駅前で待っていると、前に見慣れた黒い車が停まっていた。
凪くんの車。

 

兄がすぐに気付いて、ハンドルを止める。

 

「お、凪じゃん」

 

その瞬間、凪くんの運転席の窓が下がる。

低く落ちる声が響いた。

 

「お疲れ」

 

「おう、凪。
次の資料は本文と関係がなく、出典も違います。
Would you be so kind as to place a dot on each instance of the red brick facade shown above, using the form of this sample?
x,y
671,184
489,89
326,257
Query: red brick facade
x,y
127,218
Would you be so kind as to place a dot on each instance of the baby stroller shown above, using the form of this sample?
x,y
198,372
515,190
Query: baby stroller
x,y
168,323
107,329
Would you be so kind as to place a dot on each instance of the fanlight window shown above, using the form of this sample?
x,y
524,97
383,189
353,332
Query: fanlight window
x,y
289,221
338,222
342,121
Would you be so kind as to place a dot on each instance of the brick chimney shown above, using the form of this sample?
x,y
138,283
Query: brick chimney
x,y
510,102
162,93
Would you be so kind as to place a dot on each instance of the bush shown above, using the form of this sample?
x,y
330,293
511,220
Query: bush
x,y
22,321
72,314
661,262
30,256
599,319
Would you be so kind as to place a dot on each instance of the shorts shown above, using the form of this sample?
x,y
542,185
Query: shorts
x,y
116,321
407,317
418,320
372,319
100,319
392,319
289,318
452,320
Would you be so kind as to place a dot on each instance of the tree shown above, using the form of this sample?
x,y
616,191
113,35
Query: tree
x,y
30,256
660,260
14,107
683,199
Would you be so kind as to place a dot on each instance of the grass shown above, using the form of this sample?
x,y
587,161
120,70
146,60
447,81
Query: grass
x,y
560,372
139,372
来てたなら言えよ?」

 

凪くんはちらっと私を見てから、わざと口元を緩めた。

 

「今日も送ろうと思ってた」

 

「……べ、別に頼んでないし…」

 

思わず焦って言い返すと、兄がニヤッと口を上げた。

 

「ふーん…最近マメだよな?」

 

「気が向いただけ」

 

兄の視線がゆっくり凪と私を交互に辿る。
妙な沈黙が落ちた。

 

「……何か心配でも?」

凪くんが軽く仕掛ける。

 

兄は一拍置いてから、鼻でふっと笑った。

 

「いや――そういうことね、って感じ?」

 

ドクン、と心臓が跳ねる。

 

(完全に…気づいてる…!)

 

凪はそんな私の反応を横目に、余裕そのままでさらに言葉を重ねた。

 

「んだそれ。まあそういうことでいいんじゃね?」

 

兄がじっと凪を見たまま、少し口元を緩めた。

 

「……自信あるな?」

 

「あぁ。任せろよ」

 

一瞬空気が張り詰めたまま、兄は肩を軽くすくめた。

 

「――じゃ、凪」

「悪いけど今日の送迎、お前に任せるわ。俺先帰る」

 

「ああ、了解」

 

そのあまりにも自然な流れに、私は完全に固まった。

 

「ちょ、ちょっとお兄ちゃん!?」

 

「ん?なんだ?」

兄はとぼけた顔で返し、そのまま車を走らせて去っていった。

 

残された私はゆっくり凪の方を向く。

 

「…な、…なにその顔」

 

凪くんは少し意地悪そうに目を細める。